Anyway, back to the purpose of this post: Vanessa potty training. We definitely didn't luck out like we did with Nat but we've taken a turn for the better. I started trying just before her second birth in June 2021. She was initially interested and I bought books and thought things would progress. She quickly decided she wanted nothing to do with it though and would decline sitting on the toilet, even when we would bribe her with a treat. She would get upset when we asked her, so I stopped. Matt would occasionally tell her not to use her diapers and she should use the toilet instead but she wasn't influenced. 

I don't recall how or why we started trying again but within the last three or four weeks things have taken off! (Knock on wood.) I started setting a timer every hour via Alexa and would sit her on her training toilet. Then I would reward her with a lollipop if she peed and a small gummy just for sitting. She would still frequently go in her diaper and wasn't bothered by it at all. Just two days ago she started telling us she needed to use the potty! I am so proud and excited and happy! I told her if she told me she had to use the toilet I would give her a star sticker and when she got to ten stickers she could go pick out a toy from the store. She earned ten stars yesterday but hasn't asked to go since so I am wondering if the appeal of asking is gone. I guess we'll see how today goes but I am crossing my fingers she doesn't regress and lose interest again. 

Overall though she has made so much progress and is such a sweet, silly, crazy child. She was lying in bed the other day and said to me, "snuggle me." I didn't understand her at first and thought she said "tickle me" but I asked her to repeat herself and my heart melted when she did. Last night after dinner at my father in laws house as she was saying goodbye she was like "thanks for dinner" without being prompted and it was so cute and sweet! I love this baby big girl as she calls herself! 

14 February 2022

Valentines 2022

 I’m sure I’ve mentioned before that Valentines Day is my favorite holiday but I’ll say it again! Vanities Day is my favorite holiday!

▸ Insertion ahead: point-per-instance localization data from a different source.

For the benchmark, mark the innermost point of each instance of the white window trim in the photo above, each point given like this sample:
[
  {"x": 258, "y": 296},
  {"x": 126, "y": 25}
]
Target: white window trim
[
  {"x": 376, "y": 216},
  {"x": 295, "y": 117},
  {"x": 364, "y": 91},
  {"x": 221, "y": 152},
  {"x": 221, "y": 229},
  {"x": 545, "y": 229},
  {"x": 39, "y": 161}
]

I remember when I was probably five or six years old my mom had me choose between a box of chocolates or a white teddy bear as my valentines gift when we were at the grocery store and shockingly I chose the bear (I was super into sweets). Every year at least since we’ve had children of our own Matt and I take the day off from work (usually I’m not working since I only work part time) and get a sitter. We go to the movies, lunch, shopping, bowling, for long drives, or anything else we can think of that we actually feel like doing. Today we dropped Vana off at his moms house and headed to a mall we don’t usually go to. We walked around and found somewhere to eat. We had a nice meal (Matt really enjoyed the fish he got) and even though I was full I got a banana split afterwards. Then we came home, watched a show that we found out his coworkers son directed, exchange gifts and went to pick up the kids. Things are always kept simple but we have such a nice, fun time when we’re connecting without any responsibilities. Matt talked about how he dreams of the day when every day is this relaxing and we’re retired. Honestly thinking about the future terrifies me and find me with existential dread. There are so many things that can go wrong and so many awful things that can happen. What if one of us gets terminally ill or hit by a bus? I could list more horrible scenarios but that’s not the reason for this post. The reason is I want to remember this day and the love and happiness I feel. I’m so so so so grateful for this man and this life we’ve built.